Los mensajeros como culpables de la información

Me escribe una colega de profesión una carta que me llena de tristeza por varios motivos: primero, porque lo que dice ocurre con excesiva frecuencia; segundo, porque la bella profesión de periodista no está en su mejor momento (algo que conocemos), y lo vemos con cientos de ejemplos; y tercero, porque me da testimonio de una situación en la que el profesional de la información es objeto de rechazo, de boicot, de censura o de reproches en el ejercicio de su loable labor de servicio público, de dedicación plena a la sociedad.

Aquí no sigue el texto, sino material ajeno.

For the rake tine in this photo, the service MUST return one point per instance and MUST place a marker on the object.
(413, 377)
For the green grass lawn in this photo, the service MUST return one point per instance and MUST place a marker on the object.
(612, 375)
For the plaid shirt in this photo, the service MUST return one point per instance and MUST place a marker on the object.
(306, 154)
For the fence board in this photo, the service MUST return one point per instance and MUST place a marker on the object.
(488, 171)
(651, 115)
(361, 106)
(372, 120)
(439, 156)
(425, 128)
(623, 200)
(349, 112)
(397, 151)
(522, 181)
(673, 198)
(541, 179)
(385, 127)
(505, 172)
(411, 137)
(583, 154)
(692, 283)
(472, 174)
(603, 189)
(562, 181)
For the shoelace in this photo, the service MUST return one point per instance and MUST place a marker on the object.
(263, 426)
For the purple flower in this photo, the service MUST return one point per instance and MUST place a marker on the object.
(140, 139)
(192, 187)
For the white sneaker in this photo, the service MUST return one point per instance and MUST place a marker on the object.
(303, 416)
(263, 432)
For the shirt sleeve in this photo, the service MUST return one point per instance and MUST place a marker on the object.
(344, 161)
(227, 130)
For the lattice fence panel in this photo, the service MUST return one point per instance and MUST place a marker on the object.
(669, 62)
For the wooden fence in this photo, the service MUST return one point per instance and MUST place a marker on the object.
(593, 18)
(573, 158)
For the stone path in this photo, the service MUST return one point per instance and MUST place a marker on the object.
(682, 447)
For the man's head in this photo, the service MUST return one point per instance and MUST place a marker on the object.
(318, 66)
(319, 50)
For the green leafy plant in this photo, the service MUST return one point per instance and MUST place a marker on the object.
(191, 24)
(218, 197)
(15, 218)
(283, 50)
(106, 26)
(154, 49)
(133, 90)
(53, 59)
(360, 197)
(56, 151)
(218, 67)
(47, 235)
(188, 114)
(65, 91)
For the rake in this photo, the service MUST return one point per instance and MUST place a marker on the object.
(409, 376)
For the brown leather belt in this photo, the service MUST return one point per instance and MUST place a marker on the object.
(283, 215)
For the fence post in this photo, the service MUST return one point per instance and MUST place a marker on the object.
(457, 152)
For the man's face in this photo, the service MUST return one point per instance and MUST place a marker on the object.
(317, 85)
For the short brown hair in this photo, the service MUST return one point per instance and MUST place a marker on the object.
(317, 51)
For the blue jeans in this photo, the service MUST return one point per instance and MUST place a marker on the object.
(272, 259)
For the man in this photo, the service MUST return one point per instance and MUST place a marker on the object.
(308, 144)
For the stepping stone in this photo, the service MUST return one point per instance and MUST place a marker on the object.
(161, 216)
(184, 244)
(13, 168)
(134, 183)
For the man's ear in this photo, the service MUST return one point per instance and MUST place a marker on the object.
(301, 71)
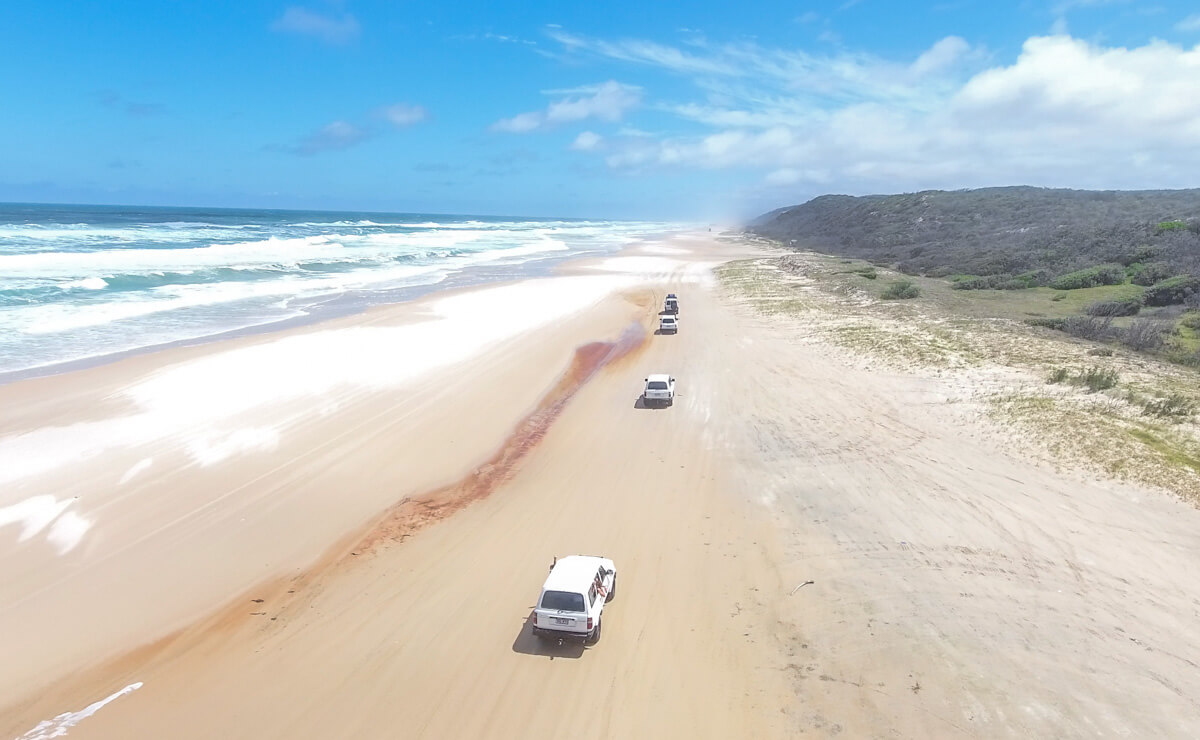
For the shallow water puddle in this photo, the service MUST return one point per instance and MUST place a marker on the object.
(59, 726)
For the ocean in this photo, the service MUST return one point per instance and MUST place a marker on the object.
(83, 282)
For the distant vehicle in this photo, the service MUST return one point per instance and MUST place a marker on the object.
(574, 597)
(659, 389)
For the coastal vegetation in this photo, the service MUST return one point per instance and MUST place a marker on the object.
(1077, 383)
(1114, 268)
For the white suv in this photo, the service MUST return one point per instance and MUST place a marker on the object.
(659, 389)
(573, 599)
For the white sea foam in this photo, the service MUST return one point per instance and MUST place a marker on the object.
(59, 726)
(53, 318)
(201, 404)
(89, 283)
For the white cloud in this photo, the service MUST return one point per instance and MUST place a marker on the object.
(1192, 23)
(521, 122)
(403, 114)
(330, 29)
(587, 140)
(609, 101)
(946, 53)
(1063, 113)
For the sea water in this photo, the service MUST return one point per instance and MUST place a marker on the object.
(81, 282)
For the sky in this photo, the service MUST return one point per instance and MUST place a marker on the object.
(684, 110)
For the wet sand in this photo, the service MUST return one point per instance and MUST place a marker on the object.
(804, 548)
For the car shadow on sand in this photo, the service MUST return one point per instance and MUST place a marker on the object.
(657, 407)
(527, 644)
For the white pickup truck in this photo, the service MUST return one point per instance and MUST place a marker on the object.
(574, 597)
(659, 389)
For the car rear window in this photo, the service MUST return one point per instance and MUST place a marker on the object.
(562, 601)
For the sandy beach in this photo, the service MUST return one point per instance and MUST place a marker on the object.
(340, 530)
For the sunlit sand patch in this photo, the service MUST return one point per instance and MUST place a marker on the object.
(211, 450)
(39, 512)
(59, 726)
(67, 531)
(133, 471)
(34, 515)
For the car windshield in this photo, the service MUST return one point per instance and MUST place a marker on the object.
(562, 601)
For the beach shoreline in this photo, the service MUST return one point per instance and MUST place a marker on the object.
(582, 301)
(809, 541)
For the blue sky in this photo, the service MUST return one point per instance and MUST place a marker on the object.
(702, 110)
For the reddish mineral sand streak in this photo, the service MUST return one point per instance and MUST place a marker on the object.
(413, 513)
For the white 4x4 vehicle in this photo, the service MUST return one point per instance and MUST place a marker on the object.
(573, 599)
(659, 389)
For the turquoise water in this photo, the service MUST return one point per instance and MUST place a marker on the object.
(82, 282)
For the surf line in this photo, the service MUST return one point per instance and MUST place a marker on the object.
(403, 518)
(61, 723)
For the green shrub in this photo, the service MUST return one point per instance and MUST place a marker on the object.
(1055, 323)
(995, 282)
(1173, 290)
(1120, 307)
(1096, 329)
(1098, 378)
(1099, 275)
(900, 290)
(1095, 378)
(1012, 284)
(1149, 274)
(1176, 405)
(1145, 335)
(971, 282)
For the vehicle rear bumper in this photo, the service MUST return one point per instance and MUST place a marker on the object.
(550, 633)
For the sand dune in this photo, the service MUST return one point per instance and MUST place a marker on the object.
(378, 560)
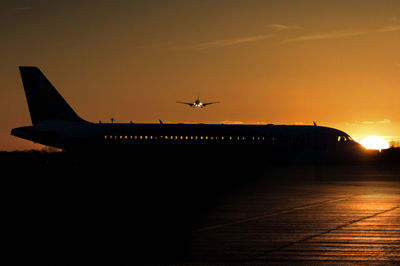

Trabaja, esta compañera, en una tele, pero podría trabajar en un periódico, en una radio, en un portal de Internet, podría ser un freelance o una persona cercana al mundo de los medios porque su dedicación plena fuera otra y esta tarea, el digno menester de informar, constituyera una mera afición con independencia de que generara o no su principal sustento económico. No vengo yo ahora a hacer una defensa de cómo se adquiere el estatus de periodista, que lo tengo claro, que lo suelo repetir, y que, en todo caso, hoy en día pasa por la Universidad, sin menoscabo de grandes profesionales de raza que vienen ejerciendo de periodistas en las últimas décadas. Éste no es hoy el debate.

 

El punto de hoy es el rechazo que generamos en algunas fuentes de información, en algunos protagonistas, porque a éstos no les gustan las siglas a las que representamos, porque, en pocas palabras, no les placen las empresas periodísticas en las que laboramos. Y, por ello, y porque hay una mala costumbre que no hemos cortado por lo sano, se nos envalentonan y nos dicen que no colaborarán con nosotros en el ejercicio de nuestra labor, o incluso, como es el caso que me refiere mi colega, les califican en negativo y les mandan con la música a otra parte. Es decir, cuando no gustan los planteamientos informativos-empresariales de nuestras empresas, nosotros, los mensajeros, los que hacemos nuestra labor de la manera mejor que podemos, pagamos los platos rotos, que, por otro lado, no sabemos si siempre están rotos. Así, en determinados supuestos, se nos tilda de responsables de eventos, de acontecimientos o de situaciones de diversa índole. No, y no.

 

Y claro, cuando no nos quieren, cuando no nos reciben, cuando nos dicen que hasta otra, o hasta la próxima, nos vamos. Miren: de vez en cuando hay que ser valientes y tirarse a la piscina. Con independencia del menester que ejerza cada cual, del que desarrolle cada empresa, nadie puede impedir que un periodista ejerza su labor, salvo los que deben velar por el cumplimiento de las leyes, cuando éstas no se cumplan. Todos estamos bajo el paraguas de la normativa vigente, para lo bueno y para lo malo. Si no actuamos bien, que sea la ley la que nos prive de un ejercicio profesional o la que nos imponga una sanción, la que corresponda.

 

Lo que ocurre es que se confunde, y quizá muy a menudo, al mensajero con los mensajes, y, cuando éstos no gustan, se rechaza al mensajero portador de los contenidos que fueren. Han de saber los que promueven estas actitudes o las que las toleran con sus silencios, que hacen mal, que dejan que se tambalee uno de los sustentos de la democracia, esto es, la libertad de información. Además, conviene que algunos piensen que todos tenemos derecho a mostrar nuestras peculiares visiones de la vida, y, si me apuran, creo que todos tenemos derecho hasta a equivocarnos. Eso sí, hemos de evitar negligencias, malas intenciones o hastíos consentidos. Nos equivocamos de vez en cuando, o muy recurrentemente, porque somos humanos. Si no existiera el riesgo del error, si no lo aceptáramos, no habría atrevimiento para los cambios que toda sociedad precisa. Estamos en pleno siglo XXI, y debemos ser coherentes con aquello que decimos. Todos.